In both cases, the projects were built around the idea of “capacity building,” which seeks to improve a developing region’s ability to perform a task for itself, rather than relying on gifts from a wealthy donor nation. And yet, despite their intentions, the authors found that the projects fell short of their ideals.

“Our study shows that the social side of development projects – even projects with technology at the core – is what endures, but the technology takes center stage. That move is damning for the project,” Nieusma said.

In Nicaragua, Riley found that the pressure for a successful “product” overshadowed the “process” of a capacity-building collaboration between Smith College and Grand Valley State University in the United States, and Universidad Nacional Autónoma de Nicaragua and Universidad Popular de Nicaragua in Nicaragua.

The partners worked together to build capacity for the economy in the Nicaraguan region of Estelí by improving the product development education offered at the region’s university campus.

The collaboration centered on a two-week product development course in Estelí, with five students participating from each of the four schools. The course focused on product design for developing markets using locally available materials and skills. Students developed product ideas including a removable passenger seat for a bicycle, a pressurized water patio washer, a vegetable cutter, a bicycle-powered washing machine, and a non-electric mechanical fan.

“In both the U.S. and Nicaraguan contexts, there was a tendency to fall back on the product over the process,” Riley wrote. “This focus on a specific technology or product as a measure of project success obscures the larger goals related to capacity building, and to developing a more socially just framework for development-oriented exchange programs.”

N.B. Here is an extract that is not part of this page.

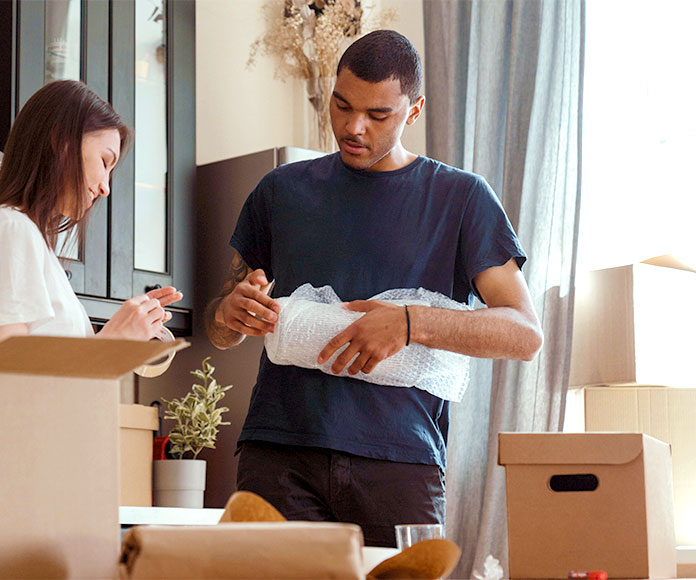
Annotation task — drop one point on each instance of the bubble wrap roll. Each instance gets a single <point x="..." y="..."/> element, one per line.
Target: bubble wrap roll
<point x="310" y="317"/>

Additional limitations were posed by participants who were not fully fluent in the native language, and the gulf of difference in the economic, cultural, and educational backgrounds of the Americans and Nicaraguans.

In Sri Lanka, Nieusma found similar setbacks foil even experienced non-governmental aid agencies, as he followed a project to build a wood-burning power plant in a village of 1,400 people in the southwestern district of Monaragala.

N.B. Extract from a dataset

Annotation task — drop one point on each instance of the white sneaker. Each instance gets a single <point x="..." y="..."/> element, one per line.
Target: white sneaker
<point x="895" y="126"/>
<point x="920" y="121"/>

The project was led by Energy Forum, a Sri Lankan NGO based in Colombo, the country’s largest city. Energy Forum tries to use appropriate renewable energy technology to bring electricity to the half of Sri Lanka that lives “off the grid.” Unlike the Nicaraguan project, the Energy Forum participants were fluent in the native Sinhalese language of the village, understood the broader importance of capacity building, and had extensive experience working in similar settings, Nieusma observed.

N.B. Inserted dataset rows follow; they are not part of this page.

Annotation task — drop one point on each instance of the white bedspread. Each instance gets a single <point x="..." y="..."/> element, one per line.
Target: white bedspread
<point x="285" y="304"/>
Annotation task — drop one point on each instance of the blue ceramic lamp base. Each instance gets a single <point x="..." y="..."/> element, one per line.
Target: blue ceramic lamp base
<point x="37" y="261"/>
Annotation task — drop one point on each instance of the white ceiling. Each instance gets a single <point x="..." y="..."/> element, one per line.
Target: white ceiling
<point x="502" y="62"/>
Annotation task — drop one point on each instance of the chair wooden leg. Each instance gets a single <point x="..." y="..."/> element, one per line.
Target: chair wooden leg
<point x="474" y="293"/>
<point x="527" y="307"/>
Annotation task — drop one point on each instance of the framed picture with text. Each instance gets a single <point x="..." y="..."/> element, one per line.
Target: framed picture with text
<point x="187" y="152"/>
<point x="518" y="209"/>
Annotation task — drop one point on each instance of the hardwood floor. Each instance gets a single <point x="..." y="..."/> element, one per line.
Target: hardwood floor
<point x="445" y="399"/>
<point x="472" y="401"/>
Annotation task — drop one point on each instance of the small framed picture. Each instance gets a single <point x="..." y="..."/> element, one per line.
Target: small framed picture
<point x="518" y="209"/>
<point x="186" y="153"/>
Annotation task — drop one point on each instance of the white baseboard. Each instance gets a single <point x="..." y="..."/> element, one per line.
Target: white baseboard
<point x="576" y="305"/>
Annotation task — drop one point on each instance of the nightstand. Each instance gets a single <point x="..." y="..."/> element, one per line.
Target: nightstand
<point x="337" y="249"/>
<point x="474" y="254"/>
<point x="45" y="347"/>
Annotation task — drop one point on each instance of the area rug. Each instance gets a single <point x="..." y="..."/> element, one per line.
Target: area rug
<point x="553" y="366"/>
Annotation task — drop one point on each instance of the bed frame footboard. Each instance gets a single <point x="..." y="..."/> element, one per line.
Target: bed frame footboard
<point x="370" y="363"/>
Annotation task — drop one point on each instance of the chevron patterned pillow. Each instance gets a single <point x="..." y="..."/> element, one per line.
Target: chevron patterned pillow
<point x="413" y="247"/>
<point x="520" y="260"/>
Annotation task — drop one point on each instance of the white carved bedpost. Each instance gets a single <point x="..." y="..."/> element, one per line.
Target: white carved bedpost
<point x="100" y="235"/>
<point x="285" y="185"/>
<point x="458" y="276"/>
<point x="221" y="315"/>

”Yet despite their attention to context and their local knowledge, despite the balance of expertise and integrated approach to development, technical functionality still ended up playing a defining role in the project planning,” Nieusma wrote.

Nieusma also discussed the limitations of local “ownership” of the project. As a prerequisite for success, Energy Forum controlled all aspects of the project – conceiving it, planning it, implementing it, and managing it – even as the NGO sought to involve the community, Nieusma said.

“The Energy Forum was not ‘for hire’ by the local community, and the community members were in no position to make informed decisions about the project before being introduced to it,” he wrote.

Nieusma and Riley propose a reconsideration of the central concept of engineering for development.

“While many of the organizations acknowledge the centrality of interdisciplinary collaboration in their work, their naming as Engineers without Borders, Engineers for a Sustainable World, and Engineering World Health reinforces a disciplinary separateness that contributed to a silo effect.”

Social justice is a powerful motivation for donors and volunteers who contribute to philanthropic engineering projects – engineers want to feel that they too are making a difference, Nieusma said. But to match reality with ideals, the difference they offer must be more than technical know-how.